The obtained density maps were divided into three groups depending on the volume of the nucleus: V1 < 4 nm3, 4 nm3 ≤ V2 ≤ 10 nm3, V3 > 10 nm3. The group V1 was divided into five 3D classes; groups V2 and V3 were divided into 10 classes each. The classification results are shown in Figure 5, Figure A3, Figure A4 and Figure A5. The obtained metadata containing information about the number of particles from a particular sample in a particular class was used to build a histogram (Figure 6) of the iron core volume distribution.

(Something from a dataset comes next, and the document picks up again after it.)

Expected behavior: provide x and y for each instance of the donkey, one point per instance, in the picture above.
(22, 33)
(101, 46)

For the control Dps sample, 515 movies and 414,851 particles were obtained. After 2D classification, 246,751 Dps particles with an estimated resolution above 4 Å were selected for further processing. These particles were used to obtain ab initio model (using P23 symmetry) and 3D reconstruction of Dps dodecamer with a resolution of 3.16 Å. The subsequent 3D classification allowed the selection of 131,127 particles for the final reconstruction by the non-uniform refinement method, resulting in a 2.59 Å density map (using P23 symmetry; see Figure A6). The obtained cryo-EM map was deposited to EMDB under the code EMD-14943.

Figure A6

Cryo-EM map of Dps. (A) Dps surface; (B) slice through the center of Dps, PDB 1DPS; (C) high resolution cryo-EM map (EMD-14943) demonstrating ferroxidase center. Scale bar (A,B) is 4 nm.

4. Conclusions

The Dps proteins are expressed in bacterial cells under nutritional and oxidative stress conditions to protect DNA. Since Dps is a key component of the protective Dps-DNA, on which the efficiency of bacterial protection depends, we investigated the process of formation of the iron minerals inside the Dps nanocage. Herein, for the first time, it was determined that the formation of mineral core in Dps nanocage occurs within 30 s, with no significant changes being observed within the next 24 h. It was found that the size and morphology of iron clusters essentially do not depend on the concentration of iron ions in solution, and the majority of clusters consist of discrete 1–1.5 nm nanoparticles. The obtained results can be useful for nanoparticle synthesis and practical applications in biotechnology.